Todo eso ha muerto, pensamos. Pero resulta que no es verdad. Productos Adrián, de Formentera del Segura, Alicante, sigue vendiendo arenilla en paquetes de medio kilo que cuestan poco más de un euro. La arena de fregar se sigue usando y sin muchos los procesos de limpieza industrial que la utilizan porque es más eficaz y menos contaminante que otros productos químicos. Con los estropajos de esparto sucede lo mismo: en Murcia y Almería se sigue cultivando y transformando la planta del esparto; y se defiende su virtud de vegetal, natural y biodegradable frente a los ovillos metálicos que arrasan con las protecciones de algunas sartenes y cazuelas. En alianza con la arena, el esparto siempre triunfa en la cocina. Pero también trabaja junto al más delicado jabón en forma de esponjas y manoplas de baño; un cepillo de esparto está dispuesto a triunfar frente a uno de cerdas de plástico; y los fabrican elegantes y refinados.

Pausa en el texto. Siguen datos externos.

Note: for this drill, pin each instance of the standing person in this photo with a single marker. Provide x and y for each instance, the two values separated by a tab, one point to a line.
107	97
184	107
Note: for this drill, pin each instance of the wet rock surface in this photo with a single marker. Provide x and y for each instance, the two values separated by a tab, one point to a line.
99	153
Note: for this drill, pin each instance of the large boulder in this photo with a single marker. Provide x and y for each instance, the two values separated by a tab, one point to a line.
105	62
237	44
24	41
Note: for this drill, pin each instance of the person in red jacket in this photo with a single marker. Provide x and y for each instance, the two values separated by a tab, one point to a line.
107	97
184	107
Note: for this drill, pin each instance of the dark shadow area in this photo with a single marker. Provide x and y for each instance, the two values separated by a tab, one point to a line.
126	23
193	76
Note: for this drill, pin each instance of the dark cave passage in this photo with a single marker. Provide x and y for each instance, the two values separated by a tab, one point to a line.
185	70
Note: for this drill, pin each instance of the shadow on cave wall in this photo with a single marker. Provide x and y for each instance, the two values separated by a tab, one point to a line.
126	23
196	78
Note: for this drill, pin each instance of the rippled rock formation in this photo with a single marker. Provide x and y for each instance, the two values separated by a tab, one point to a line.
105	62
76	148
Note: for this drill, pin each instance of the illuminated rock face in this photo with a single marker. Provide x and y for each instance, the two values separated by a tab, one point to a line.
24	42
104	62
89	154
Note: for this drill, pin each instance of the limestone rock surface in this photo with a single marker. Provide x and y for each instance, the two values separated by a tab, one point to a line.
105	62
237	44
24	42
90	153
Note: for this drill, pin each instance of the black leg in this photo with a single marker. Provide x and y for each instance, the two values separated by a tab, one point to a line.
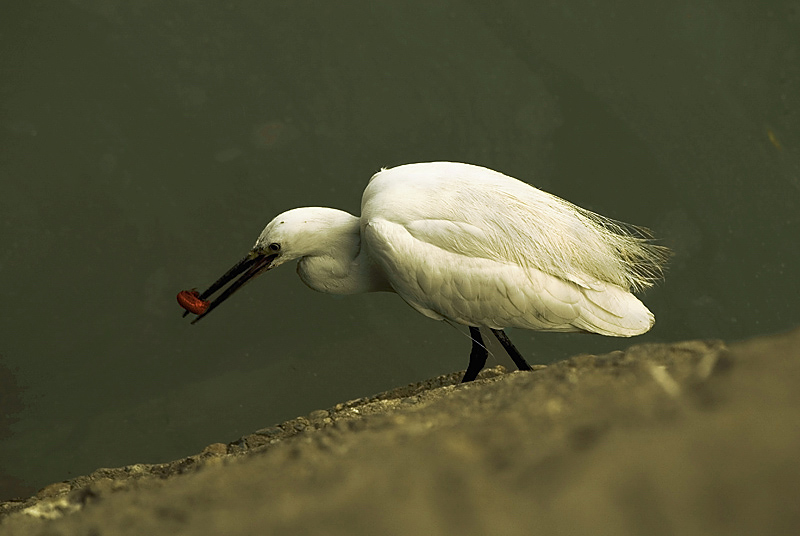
477	357
511	349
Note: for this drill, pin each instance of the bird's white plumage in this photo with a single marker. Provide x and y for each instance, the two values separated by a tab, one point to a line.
476	247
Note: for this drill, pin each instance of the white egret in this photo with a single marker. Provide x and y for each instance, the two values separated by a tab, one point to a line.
469	245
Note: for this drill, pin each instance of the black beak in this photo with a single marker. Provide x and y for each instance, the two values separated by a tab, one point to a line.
253	264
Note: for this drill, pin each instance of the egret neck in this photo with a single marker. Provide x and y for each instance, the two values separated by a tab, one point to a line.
333	258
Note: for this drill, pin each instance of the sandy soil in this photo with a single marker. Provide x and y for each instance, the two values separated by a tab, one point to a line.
688	438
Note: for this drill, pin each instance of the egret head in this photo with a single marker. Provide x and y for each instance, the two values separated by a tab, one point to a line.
294	234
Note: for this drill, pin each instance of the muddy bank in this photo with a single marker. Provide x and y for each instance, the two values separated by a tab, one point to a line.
697	437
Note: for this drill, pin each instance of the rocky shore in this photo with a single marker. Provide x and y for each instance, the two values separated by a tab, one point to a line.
697	437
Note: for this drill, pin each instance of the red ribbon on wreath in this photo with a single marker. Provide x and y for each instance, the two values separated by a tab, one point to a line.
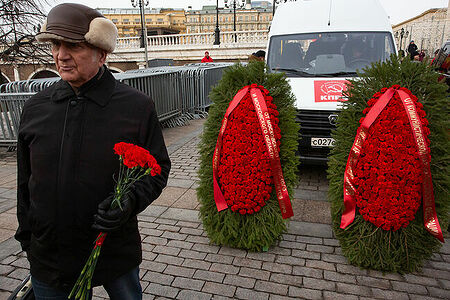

Quizá nos hemos dejado llevar muy pronto de la modernidad de las bayetas industriales de cocina, de los preparados antigrasa de vida reciente. Es verdad que son eficaces, pero ahí tienen los ecologistas razón cuando dicen que se abusa demasiado de la química cuando los productos naturales de antaño podrían seguir teniendo su lugar. Después de todo, estamos hablando de novedades de los años sesenta y setenta, que empezaron a llegar al mundo de la ropa y después invadieron la cocina.
Habrá que dedicar más tiempo y espacio al hermano esparto, a la macrochloa tenacíssima de las estepas españolas, codiciadas por cartagineses, romanos, árabes y cristianos. Buscaremos enterramientos de hace cinco mil años donde hay restos de labores de esparto. Habrá que escribir de nuestra plaza del Esparto y del Hort dels Soguers, porque las fibras de esta planta eran usadas tanto para hacer un cestillo como para trenzar una maroma de barco. De esparto fueron millones de alpargatas que calzaron a los agricultores y a los soldados valencianos hasta hace cuatro días, como quien dice.
Quizá el error ha sido asociar la arenilla y el ovillo de esparto a aquella cocina del pueblo, la de los abuelos, con tuberías de plomo, pila de mármol desgastado y escurreplatos de madera. La volvemos a ver en alguna película de la posguerra si el decorador es un profesional atento a los detalles: lebrillos, jofainas, cortinillas de cretona en un armario y una fresquera que se colgaba fuera de la ventana. Eran cocinas con jabón de Marsella cortado a cubos y paños blancos para las manos. Cocinas sin detergentes y sin ese rollo de papel del que tanto abusamos, a decir verdad.